In order to increase plant density, Below says farmers will need change fertilization methods, for better plant nutrition. In fact, better fertilization is one of the main strategies of NCGA contest winners. In contrast, the average corn grower has fertilized in the same way for about 30 years. For example, while most farmers broadcast fertilizer across the field, with banded application, fertilizer is applied 4 to 6 inches deep, directly under the crop row.


Stine also points to shorter corn as a factor that can help increase corn yields. In the 1930s corn farmers planted corn in clumps, using horses and without herbicides. “For that situation you needed tall corn,” he says.

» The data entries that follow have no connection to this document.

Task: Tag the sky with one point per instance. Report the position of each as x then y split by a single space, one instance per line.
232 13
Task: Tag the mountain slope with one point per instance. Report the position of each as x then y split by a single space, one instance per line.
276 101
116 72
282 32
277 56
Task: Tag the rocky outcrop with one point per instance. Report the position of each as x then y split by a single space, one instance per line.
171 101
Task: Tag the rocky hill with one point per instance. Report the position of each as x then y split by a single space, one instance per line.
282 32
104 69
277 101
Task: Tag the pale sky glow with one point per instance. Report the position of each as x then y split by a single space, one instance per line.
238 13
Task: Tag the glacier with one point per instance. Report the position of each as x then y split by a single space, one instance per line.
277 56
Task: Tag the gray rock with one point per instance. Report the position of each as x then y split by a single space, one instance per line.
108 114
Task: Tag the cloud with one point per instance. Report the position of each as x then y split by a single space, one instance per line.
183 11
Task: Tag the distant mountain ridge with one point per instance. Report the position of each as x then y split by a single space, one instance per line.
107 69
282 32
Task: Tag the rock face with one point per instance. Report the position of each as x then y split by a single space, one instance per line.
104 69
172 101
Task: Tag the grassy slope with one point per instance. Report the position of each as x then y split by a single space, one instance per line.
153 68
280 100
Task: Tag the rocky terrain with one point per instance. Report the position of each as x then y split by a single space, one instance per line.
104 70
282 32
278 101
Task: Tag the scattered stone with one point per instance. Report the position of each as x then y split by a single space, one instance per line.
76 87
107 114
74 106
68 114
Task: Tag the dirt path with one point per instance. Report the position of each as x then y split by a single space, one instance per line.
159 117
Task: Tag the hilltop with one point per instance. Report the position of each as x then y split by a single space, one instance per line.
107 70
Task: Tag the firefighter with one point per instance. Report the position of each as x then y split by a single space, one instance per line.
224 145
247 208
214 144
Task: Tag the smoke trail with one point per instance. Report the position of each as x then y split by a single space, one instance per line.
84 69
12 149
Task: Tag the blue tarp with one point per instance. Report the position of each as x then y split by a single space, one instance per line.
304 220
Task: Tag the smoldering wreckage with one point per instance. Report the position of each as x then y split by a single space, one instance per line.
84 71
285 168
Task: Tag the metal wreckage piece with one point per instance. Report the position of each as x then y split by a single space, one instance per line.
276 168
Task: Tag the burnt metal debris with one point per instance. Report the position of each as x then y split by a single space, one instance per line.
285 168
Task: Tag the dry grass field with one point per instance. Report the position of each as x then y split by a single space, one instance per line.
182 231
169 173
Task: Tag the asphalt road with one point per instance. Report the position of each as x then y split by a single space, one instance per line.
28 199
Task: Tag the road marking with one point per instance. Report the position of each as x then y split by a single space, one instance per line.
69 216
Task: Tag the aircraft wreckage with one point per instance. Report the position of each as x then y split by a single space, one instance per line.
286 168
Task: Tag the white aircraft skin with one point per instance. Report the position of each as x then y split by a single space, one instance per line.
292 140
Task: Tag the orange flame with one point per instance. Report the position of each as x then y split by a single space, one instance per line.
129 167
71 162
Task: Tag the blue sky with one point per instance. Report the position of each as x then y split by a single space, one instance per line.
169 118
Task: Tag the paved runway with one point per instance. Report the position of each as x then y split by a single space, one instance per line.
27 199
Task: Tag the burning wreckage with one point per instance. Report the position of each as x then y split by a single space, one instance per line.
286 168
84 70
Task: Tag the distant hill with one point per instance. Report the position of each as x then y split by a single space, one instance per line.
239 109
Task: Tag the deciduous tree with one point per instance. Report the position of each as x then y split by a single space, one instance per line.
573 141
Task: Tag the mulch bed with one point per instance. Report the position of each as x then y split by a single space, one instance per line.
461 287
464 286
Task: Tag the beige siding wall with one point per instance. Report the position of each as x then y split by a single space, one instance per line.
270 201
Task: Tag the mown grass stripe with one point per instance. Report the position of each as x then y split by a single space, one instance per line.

Today’s 9-, 10- or 11-foot tall corn stalks, planted in rows, aren’t able to capture sunlight in the bottom leaves, meaning those leaves are of less value. Stine Seeds, however, has corn hybrids that are 6 or 7 feet tall, and, although the optimal height isn’t yet known, Stine thinks corn could even be a foot or two shorter. The idea has been met with resistance. “It’s difficult for people to adjust to something they thought was good,” he says. “Tall corn has always been sexy, to say, ‘I have tall corn.’ Well, that happens to be wrong.”


EXPORT OPPORTUNITIES


With corn yield increases in the future, where will all that corn end up? Michael Dwyer, Chief Economist for the U.S. Grains Council (USGC), points to the USDA’s recently released Agricultural Projections to 2025, which show moderate growth for corn exports in the next 10 years. Add that together with corn exports in all forms, meaning meat, ethanol and feed products like distillers grains, the NCGA believes the future looks good. “We think the foreign market is where the action is going to be,” he says.


Looking at USDA and USGC projections, foreign demand for grains in all forms is expected to add about 33 million metric tons of demand, or a 35 percent increase, he says. That’s 1.2 billion bushels of new foreign demand for U.S. corn, with commodity corn and ethanol each accounting for 43 percent of the increase, while beef, pork and poultry, in corn equity, and distillers grains and corn gluten feed, account for 16 percent and 10 percent, respectively. “Corn producers have cause for more optimism regarding foreign markets than they have for many years,” he says.


With increased demand for meat and, therefore corn to feed livestock, the word’s emerging markets will continue to be the best source of export expansion. However, the hottest markets are now shifting from places like China, India, Southeast Asia and Latin America, where growth was in the past 10 years. The USDA estimates that, in the next 10 years, 70 percent of the global import demand for corn will come from the Middle East and Africa, Dwyer says.